Zum Prozessauftakt erschienen auch einige Nachbarn. Etwa Bärbel Juretzka (47). Sie habe sich mehrfach jenes Westernhagen-Lied anhören müssen, wie sie am Rande des Prozesses sagte - sogar am Tag der Beerdigung ihres Vaters habe sie das ertragen müssen. Die Angeklagte habe auch gegrunzt: „Das hat sie die ganze Zeit gemacht, sobald wir an der Tür vorbei sind.“ Schon im August 2010 habe der Ärger mit dieser Nachbarin angefangen, ohne dass sie ein Motiv erkennen könne. „Ehrlich, ich habe mit ihr nichts zu tun gehabt. Es war nie Unruhe in dem Haus.“

„Bedrohungen waren an der Tagesordnung“

Bereits an ihrer früheren Adresse in Wiemelhausen soll die 43-Jährige für Ärger gesorgt haben. „Sie beleidigte die Leute als Säufer, als Alki“, berichtete ihr damaliger Nachbar Klaus-Dieter Hellinger (68) auf dem Gerichtsflur. „Bedrohungen waren an der Tagesordnung.“ Zum Beispiel: „Gleich kommt unsere Rockerbande, die macht dich platt.“ 25 bis 30 Polizeieinsätze in nur anderthalb Jahren habe es gegeben. Auch an ihrer jetzigen Wohnadresse in Weitmar musste die Polizei vielfach aufkreuzen. Die Anzahl der Anzeigen liegt bei über 40.

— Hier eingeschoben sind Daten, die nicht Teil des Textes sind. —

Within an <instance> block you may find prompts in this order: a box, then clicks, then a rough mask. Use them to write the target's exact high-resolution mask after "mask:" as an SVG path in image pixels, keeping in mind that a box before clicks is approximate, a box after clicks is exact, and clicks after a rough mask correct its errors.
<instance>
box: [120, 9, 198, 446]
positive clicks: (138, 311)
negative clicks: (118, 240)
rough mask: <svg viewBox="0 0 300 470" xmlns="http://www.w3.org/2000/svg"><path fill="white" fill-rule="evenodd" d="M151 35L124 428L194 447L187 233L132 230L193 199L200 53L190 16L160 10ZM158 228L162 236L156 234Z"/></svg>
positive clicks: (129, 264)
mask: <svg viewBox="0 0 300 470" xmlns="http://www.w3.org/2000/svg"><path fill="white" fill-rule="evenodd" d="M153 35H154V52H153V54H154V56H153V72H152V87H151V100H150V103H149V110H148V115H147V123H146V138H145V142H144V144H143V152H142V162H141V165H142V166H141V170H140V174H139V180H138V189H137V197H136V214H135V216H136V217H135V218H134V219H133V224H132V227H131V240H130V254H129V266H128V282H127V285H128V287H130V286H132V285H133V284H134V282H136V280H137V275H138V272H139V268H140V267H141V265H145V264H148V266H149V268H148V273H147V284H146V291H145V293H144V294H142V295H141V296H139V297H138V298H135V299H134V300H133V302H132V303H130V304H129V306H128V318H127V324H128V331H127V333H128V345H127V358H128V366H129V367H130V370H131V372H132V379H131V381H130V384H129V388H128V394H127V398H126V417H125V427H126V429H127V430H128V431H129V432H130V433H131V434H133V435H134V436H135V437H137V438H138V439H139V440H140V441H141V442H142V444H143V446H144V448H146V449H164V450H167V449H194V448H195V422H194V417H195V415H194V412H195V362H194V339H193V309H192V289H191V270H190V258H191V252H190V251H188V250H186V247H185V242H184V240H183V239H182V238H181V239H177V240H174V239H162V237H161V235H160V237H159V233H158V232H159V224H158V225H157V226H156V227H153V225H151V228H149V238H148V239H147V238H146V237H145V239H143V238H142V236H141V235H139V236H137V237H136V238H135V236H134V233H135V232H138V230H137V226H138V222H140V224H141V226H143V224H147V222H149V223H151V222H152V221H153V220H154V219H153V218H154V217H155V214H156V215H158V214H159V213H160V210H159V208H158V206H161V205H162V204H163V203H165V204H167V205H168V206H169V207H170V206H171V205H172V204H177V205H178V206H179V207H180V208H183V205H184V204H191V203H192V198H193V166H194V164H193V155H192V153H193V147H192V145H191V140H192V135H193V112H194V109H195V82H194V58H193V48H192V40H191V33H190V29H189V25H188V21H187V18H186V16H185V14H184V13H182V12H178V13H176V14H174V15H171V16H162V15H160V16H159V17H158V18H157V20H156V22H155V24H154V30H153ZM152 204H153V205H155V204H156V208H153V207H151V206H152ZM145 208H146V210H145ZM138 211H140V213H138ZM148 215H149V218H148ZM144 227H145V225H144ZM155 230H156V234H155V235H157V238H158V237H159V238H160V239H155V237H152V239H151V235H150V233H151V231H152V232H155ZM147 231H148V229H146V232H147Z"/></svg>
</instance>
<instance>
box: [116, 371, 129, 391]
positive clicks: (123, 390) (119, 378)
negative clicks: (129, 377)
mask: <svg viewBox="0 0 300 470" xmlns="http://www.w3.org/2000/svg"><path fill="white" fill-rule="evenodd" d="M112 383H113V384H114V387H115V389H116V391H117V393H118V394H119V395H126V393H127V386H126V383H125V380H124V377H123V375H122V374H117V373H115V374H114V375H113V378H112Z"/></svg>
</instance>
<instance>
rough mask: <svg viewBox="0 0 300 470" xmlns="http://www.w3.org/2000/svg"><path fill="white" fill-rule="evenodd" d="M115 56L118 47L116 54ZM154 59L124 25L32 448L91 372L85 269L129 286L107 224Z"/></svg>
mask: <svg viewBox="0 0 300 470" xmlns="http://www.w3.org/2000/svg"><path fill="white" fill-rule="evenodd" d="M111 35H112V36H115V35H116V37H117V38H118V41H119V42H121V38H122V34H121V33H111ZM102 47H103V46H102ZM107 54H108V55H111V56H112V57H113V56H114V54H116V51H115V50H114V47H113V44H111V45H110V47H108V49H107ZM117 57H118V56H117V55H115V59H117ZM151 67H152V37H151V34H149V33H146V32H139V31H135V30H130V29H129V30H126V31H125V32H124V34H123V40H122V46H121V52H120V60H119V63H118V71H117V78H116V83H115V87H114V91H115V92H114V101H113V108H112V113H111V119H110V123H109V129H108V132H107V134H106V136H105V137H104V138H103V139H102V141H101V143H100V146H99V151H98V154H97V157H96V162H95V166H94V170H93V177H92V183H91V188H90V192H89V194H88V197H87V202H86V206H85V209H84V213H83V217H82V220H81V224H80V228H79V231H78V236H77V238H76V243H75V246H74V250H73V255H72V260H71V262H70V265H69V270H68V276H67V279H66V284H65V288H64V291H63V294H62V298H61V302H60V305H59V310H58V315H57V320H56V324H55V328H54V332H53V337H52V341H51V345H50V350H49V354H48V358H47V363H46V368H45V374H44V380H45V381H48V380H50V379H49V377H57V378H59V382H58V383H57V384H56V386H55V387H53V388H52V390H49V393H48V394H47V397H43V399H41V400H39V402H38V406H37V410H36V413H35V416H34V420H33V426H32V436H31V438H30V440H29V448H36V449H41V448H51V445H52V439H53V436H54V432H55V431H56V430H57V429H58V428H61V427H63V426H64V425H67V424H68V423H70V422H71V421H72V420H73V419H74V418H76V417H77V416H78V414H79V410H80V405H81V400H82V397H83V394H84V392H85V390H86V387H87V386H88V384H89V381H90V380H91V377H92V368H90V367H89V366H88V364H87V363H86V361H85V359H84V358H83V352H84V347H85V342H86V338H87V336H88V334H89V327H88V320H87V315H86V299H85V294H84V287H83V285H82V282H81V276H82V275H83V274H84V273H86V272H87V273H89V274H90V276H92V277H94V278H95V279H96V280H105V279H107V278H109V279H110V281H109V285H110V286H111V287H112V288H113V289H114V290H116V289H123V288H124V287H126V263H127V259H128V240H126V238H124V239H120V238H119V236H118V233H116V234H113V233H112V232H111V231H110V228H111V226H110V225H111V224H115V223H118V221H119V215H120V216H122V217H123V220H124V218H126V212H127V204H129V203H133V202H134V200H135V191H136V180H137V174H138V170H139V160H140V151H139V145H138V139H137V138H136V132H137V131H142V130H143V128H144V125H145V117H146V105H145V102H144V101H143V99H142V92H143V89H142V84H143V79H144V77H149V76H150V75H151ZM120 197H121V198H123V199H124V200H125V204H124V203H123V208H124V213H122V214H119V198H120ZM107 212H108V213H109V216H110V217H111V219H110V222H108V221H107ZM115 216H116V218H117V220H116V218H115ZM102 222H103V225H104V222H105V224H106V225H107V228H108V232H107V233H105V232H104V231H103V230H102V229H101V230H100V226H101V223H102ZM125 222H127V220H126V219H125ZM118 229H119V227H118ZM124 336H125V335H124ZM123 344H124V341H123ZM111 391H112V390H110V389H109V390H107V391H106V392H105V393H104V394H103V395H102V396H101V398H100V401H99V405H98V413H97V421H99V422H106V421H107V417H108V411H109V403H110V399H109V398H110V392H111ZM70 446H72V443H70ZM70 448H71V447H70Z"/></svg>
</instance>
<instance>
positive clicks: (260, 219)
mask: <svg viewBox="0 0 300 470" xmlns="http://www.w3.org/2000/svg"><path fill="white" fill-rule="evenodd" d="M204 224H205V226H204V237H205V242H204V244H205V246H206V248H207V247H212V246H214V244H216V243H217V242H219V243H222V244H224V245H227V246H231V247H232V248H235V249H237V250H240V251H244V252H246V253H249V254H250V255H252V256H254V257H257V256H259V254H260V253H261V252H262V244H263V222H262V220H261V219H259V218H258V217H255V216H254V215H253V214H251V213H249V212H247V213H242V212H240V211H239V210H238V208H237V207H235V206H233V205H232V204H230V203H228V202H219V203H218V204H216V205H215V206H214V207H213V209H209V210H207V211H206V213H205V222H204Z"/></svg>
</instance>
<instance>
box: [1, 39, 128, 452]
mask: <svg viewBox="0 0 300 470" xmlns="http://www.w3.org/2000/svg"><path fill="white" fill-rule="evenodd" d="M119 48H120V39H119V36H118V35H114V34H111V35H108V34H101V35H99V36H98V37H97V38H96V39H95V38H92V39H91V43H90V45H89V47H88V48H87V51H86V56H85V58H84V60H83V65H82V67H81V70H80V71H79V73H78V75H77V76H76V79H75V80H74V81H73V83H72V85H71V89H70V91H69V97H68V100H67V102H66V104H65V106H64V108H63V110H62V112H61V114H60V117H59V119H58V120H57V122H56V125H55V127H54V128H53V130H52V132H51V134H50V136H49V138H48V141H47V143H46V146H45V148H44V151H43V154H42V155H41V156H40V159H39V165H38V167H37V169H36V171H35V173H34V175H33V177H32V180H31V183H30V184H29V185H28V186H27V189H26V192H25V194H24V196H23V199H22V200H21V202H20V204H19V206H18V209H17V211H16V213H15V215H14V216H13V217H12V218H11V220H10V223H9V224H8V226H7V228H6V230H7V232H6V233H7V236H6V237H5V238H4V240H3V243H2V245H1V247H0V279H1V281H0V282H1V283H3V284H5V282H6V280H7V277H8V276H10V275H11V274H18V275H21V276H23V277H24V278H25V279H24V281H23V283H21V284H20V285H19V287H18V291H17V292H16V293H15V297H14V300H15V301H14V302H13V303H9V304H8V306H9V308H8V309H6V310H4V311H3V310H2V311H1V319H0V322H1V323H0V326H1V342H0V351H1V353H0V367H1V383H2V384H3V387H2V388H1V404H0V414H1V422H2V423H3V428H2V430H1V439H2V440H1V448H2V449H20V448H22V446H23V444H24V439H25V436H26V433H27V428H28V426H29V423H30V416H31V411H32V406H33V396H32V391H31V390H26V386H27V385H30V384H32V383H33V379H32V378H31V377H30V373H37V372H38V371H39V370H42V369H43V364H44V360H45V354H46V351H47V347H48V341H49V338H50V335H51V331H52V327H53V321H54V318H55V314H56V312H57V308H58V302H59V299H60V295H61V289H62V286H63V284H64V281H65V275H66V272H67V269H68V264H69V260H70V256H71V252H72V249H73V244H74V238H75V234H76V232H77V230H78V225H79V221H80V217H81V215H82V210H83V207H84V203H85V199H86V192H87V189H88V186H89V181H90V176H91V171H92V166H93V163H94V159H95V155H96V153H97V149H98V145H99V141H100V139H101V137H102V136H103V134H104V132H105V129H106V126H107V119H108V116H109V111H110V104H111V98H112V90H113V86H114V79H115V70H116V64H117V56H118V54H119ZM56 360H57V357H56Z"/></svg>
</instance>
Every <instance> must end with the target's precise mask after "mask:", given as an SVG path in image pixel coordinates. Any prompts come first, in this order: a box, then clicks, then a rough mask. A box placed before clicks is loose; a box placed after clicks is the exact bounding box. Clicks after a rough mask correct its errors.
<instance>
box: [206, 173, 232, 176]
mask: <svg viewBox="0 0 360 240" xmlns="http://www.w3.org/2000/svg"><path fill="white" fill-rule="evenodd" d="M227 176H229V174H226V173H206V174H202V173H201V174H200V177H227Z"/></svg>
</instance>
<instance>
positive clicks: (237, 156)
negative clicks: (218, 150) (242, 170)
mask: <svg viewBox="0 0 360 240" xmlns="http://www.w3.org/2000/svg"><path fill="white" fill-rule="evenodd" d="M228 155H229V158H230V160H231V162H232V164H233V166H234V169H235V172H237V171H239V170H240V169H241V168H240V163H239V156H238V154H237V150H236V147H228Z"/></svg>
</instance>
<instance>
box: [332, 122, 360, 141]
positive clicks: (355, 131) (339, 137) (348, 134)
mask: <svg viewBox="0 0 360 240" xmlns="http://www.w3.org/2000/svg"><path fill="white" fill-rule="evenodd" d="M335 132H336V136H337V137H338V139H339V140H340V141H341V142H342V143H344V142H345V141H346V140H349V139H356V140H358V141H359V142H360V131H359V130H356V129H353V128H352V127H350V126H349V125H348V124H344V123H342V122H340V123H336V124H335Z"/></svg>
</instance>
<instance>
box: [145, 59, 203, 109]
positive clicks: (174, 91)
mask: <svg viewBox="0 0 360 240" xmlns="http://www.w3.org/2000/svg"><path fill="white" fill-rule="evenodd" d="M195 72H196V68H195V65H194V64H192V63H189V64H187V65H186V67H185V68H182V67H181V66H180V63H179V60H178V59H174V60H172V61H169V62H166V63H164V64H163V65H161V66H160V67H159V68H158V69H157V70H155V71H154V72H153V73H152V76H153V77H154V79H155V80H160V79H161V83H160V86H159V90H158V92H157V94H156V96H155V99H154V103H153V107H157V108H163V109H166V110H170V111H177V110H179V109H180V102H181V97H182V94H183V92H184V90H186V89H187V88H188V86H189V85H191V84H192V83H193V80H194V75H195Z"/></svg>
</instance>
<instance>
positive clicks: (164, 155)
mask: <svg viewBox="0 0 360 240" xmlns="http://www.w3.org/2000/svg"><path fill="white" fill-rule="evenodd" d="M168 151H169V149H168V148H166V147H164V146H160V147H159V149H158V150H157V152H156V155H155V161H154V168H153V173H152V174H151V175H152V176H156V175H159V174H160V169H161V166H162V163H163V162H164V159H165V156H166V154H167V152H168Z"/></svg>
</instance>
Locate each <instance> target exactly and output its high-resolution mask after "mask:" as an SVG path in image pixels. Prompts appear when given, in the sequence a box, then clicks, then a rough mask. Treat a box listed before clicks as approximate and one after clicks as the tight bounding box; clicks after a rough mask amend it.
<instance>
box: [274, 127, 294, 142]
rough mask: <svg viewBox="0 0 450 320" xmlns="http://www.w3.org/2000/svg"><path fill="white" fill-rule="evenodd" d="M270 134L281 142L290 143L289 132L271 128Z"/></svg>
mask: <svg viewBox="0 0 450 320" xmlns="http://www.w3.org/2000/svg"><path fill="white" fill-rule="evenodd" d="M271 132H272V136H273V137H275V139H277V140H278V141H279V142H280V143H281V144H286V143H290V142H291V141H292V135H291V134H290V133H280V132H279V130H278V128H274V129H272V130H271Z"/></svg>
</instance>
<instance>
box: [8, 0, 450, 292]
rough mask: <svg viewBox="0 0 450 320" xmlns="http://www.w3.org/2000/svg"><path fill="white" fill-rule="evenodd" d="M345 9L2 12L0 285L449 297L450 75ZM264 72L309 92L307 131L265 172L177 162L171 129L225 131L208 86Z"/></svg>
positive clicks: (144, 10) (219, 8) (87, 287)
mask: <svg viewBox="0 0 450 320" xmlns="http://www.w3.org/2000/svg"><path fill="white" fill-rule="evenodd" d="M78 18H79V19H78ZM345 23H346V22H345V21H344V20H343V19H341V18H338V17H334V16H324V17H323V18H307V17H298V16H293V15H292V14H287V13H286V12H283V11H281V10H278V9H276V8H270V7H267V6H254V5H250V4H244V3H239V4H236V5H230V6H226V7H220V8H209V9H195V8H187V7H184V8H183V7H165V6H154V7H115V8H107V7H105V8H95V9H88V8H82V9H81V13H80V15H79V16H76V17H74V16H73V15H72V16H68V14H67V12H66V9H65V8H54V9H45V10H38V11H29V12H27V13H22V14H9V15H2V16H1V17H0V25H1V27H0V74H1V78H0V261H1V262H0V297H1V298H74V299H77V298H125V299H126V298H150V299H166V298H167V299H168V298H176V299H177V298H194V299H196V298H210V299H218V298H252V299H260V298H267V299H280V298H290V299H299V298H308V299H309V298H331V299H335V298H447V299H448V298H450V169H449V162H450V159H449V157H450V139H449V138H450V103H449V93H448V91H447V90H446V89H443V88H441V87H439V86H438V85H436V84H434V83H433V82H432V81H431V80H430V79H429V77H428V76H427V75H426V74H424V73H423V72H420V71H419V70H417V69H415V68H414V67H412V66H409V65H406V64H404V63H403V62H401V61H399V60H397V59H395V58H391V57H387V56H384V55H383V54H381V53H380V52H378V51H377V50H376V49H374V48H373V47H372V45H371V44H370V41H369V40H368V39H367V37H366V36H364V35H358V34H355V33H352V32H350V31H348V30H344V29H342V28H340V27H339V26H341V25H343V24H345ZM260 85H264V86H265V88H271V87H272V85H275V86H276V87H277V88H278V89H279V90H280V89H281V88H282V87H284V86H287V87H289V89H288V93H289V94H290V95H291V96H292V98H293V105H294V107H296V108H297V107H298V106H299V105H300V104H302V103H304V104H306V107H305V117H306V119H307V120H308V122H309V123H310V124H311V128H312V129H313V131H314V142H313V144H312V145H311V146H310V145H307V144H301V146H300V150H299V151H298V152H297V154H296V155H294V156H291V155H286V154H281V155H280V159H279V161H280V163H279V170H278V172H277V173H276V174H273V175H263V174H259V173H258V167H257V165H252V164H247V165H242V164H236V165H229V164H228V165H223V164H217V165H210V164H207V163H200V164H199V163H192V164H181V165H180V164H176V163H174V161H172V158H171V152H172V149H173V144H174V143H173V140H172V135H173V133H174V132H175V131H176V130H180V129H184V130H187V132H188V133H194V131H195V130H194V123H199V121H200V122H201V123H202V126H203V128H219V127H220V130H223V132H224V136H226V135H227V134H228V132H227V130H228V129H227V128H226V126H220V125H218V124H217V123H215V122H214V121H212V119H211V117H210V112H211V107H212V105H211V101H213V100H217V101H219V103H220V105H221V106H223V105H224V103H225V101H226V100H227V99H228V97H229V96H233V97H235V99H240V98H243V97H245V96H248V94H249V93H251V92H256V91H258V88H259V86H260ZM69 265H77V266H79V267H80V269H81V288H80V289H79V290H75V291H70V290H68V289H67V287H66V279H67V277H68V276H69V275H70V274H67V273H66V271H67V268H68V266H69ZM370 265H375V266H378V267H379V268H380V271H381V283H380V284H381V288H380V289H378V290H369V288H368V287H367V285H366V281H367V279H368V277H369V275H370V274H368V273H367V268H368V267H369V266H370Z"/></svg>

Es droht die Einweisung in eine geschlossene Psychiatrie

Das Gericht entscheidet jetzt nicht nur über eine mögliche Bestrafung, sondern auch darüber, ob die Angeklagte wegen einer gutachterlich diagnostizierten „wahnhaften Störung“ unbefristet in eine forensische Psychiatrie eingewiesen wird. Bereits jetzt sie sie dort vorläufig untergebracht. Laut Anklage könnte sie eine Gefahr für die Allgemeinheit sein. Eventuell sei sie auch schuldunfähig. Auf Antrag von Verteidiger Christoph Zumbrägel wurde die Öffentlichkeit nach der Anklageverlesung ausgeschlossen - bis zum Urteil Ende Juni. Das ist in solchen Verfahren möglich.

Die Angeklagte soll nur teilweise oder gar nicht geständig sein. Bereits kurz vor Weihnachten war sie in U-Haft gesperrt worden.